How do we consider complex patterns like hostnames and quoted strings? Turns
out, most of the pattern matching wizardry is in grok. Grok knows about named
patterns, and we can abuse this to use grok in a different way - instead of
parsing text, we're going to use it to turn input text into a grok pattern.
Example:
% echo '/foo/bar/baz "foo bar baz" hello ther 1234 www.google.com' \
| perl grok -F
%UNIXPATH% %QS% hello ther 1234 %IPORHOST%
What did it do?
input: /foo/bar/baz "foo bar baz" hello ther 1234 www.google.com
output: %UNIXPATH% %QS% hello ther 1234 %IPORHOST%
Using a new hack on top of grok, we can now turn an unknown plaintext input
into a pattern that is reusable and human-meaningful. This is totally awesome.
This hack only considers complex tokens for simplicity's sake; that is, tokens
only containing letters and numbers are ignored. Why? Is 'foo1234' a word or a
hostname? Is 1997 a number or a year? Grok allows you to make these
distinctions, but I skip simple tokens so I don't have to programatically
weight random patterns. Note the above example, where '1234' was not replaced
with '%NUMBER%' or something similar.
So, I run this new grok hack on my /var/log/messages file. Here's a sampling of
output from grok:
# grok -F < /var/log/messages
%SYSLOGBASE% logfile turned over due to size>100K
%SYSLOGBASE% kernel time sync enabled 6001
%SYSLOGBASE% error: PAM: authentication error for testuser from %IPORHOST%
%SYSLOGBASE% Limiting closed port RST response from 380 to 200 packets/sec
%SYSLOGBASE% error: PAM: authentication error for admin from %IPORHOST%
%SYSLOGBASE% error: PAM: authentication error for pants from %IPORHOST%
%SYSLOGBASE% kernel time sync enabled 6001
%SYSLOGBASE% kernel time sync enabled 2001
This is pretty close to a reusable pattern that captures all the changing data.
You'll notice there are commonalities among certain lines such as the
'authentication error' lines where only the username is different. Let's run
the 'authentication error' lines only through the python script and see what
happens:
# messages.patterns contains the output of 'grok -F'
% grep 'authentication error' messages.patterns > testinput
% python distance_sort.py testinput | sort | uniq
%SYSLOGBASE% error: PAM: authentication error for %WORD% from %IPORHOST%
%SYSLOGBASE% error: PAM: authentication error for illegal user %WORD% from %IPORHOST%
Wow, that's
exactly what I wanted out of this process. Now we have some
useful patterns, generated with almost zero effort. Let's apply this to our log
file and see what we can get. How about counting, by user, failed login
attempts?
pattern="%SYSLOGBASE% error: PAM: authentication error for %WORD% from %IPORHOST%"

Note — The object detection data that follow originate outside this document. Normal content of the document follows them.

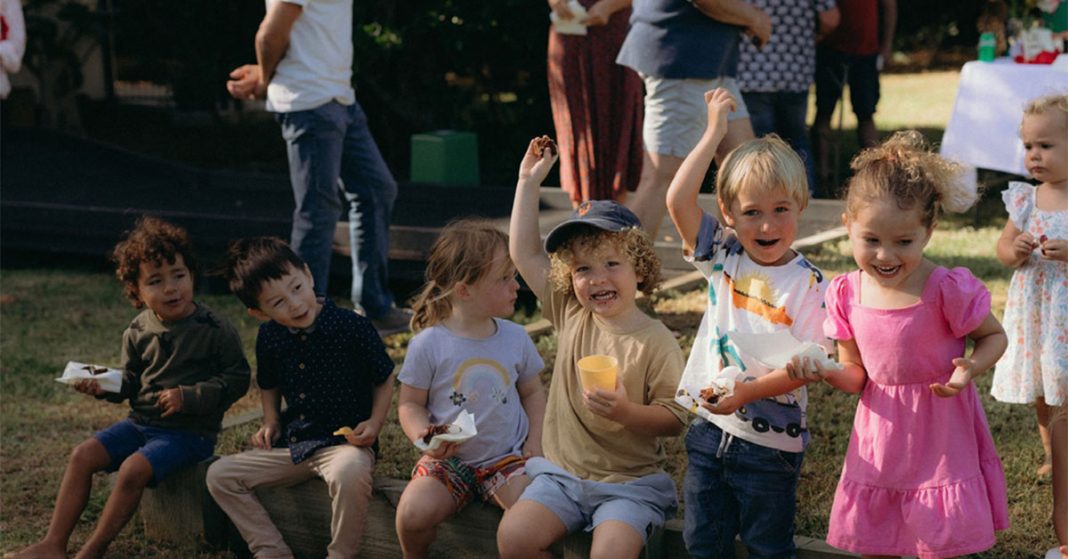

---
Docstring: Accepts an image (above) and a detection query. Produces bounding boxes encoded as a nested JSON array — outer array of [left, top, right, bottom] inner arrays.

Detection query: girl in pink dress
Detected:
[[789, 131, 1008, 559]]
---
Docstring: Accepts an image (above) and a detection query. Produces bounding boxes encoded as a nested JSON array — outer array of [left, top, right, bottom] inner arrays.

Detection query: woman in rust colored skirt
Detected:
[[549, 0, 643, 205]]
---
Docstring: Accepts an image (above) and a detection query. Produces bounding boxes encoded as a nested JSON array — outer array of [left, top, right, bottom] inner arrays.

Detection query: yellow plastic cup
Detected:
[[579, 355, 619, 392]]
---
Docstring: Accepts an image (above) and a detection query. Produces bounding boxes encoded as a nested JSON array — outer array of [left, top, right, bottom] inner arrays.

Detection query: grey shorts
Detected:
[[519, 457, 678, 542], [642, 74, 749, 157]]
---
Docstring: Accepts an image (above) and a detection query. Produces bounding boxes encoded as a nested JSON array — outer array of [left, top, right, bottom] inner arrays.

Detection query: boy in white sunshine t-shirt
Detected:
[[668, 90, 830, 557]]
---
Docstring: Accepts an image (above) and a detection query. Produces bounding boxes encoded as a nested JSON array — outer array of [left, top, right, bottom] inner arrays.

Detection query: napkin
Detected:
[[415, 409, 478, 451], [549, 0, 586, 35], [727, 330, 842, 371], [56, 361, 123, 392]]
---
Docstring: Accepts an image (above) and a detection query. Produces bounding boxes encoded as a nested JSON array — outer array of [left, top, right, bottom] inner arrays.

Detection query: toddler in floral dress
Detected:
[[991, 95, 1068, 557]]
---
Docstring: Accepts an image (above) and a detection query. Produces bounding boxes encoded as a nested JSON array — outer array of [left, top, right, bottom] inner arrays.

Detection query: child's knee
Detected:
[[204, 459, 237, 495], [117, 452, 154, 488], [69, 438, 111, 472], [323, 460, 374, 497]]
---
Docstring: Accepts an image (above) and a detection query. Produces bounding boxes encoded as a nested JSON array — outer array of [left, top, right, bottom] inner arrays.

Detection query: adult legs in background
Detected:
[[548, 15, 644, 205], [812, 47, 879, 197], [742, 91, 816, 195], [627, 76, 753, 236], [337, 103, 407, 318], [276, 102, 345, 305]]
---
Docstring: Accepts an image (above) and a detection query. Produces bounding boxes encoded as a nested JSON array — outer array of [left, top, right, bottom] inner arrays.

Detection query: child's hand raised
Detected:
[[786, 355, 833, 383], [930, 357, 975, 398], [252, 421, 282, 450], [74, 378, 104, 395], [1012, 233, 1038, 260], [1038, 235, 1068, 262], [345, 419, 381, 447], [705, 88, 737, 145], [519, 136, 559, 184], [582, 376, 631, 423], [523, 437, 544, 459]]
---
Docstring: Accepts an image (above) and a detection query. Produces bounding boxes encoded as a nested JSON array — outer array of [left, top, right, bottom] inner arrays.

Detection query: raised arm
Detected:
[[668, 89, 735, 251], [226, 1, 303, 99], [508, 138, 557, 299], [256, 1, 303, 84], [692, 0, 768, 48]]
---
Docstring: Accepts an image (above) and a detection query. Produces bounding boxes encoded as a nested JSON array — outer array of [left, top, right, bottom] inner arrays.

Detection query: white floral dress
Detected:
[[990, 183, 1068, 406]]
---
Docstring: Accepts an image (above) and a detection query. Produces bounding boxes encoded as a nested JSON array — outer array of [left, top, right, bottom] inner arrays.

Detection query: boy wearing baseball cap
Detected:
[[497, 138, 686, 558]]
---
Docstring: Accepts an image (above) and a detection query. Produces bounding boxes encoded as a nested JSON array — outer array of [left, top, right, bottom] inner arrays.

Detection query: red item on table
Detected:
[[1012, 50, 1057, 64]]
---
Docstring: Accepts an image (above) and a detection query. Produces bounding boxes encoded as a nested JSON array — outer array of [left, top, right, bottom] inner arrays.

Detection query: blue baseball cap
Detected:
[[545, 200, 642, 252]]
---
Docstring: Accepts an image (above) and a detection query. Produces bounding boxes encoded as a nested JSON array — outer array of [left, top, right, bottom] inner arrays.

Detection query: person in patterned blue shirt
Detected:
[[738, 0, 839, 193], [207, 237, 394, 558]]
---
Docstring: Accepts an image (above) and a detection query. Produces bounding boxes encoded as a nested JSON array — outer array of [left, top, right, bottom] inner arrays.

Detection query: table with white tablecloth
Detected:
[[941, 55, 1068, 175]]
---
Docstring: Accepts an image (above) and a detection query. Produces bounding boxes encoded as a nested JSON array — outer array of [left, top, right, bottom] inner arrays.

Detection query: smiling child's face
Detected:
[[249, 266, 323, 328], [137, 254, 197, 322], [571, 238, 641, 319], [720, 188, 801, 266]]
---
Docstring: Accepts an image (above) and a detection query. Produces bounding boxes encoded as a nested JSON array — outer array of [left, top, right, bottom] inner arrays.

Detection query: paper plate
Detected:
[[415, 409, 478, 451], [56, 361, 123, 392], [727, 330, 842, 371]]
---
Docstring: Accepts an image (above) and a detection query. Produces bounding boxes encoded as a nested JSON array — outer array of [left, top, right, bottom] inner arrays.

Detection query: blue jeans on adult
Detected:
[[742, 91, 816, 193], [682, 420, 804, 559], [276, 102, 397, 319]]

./grok -m "$pattern" -r "%WORD%" < messages \
| sort | uniq -c | sort -n | tail -5
5 backup
9 angel
10 pgsql
12 mail
17 ident
So what have we really accomplished?
You can take any log file and run it through this process. The output of this
process is a set of patterns you can use to query data in that log file (and
others like it). The real power here is not that patterns are generated, it's
that named, queryable patterns are generated. That's awesome.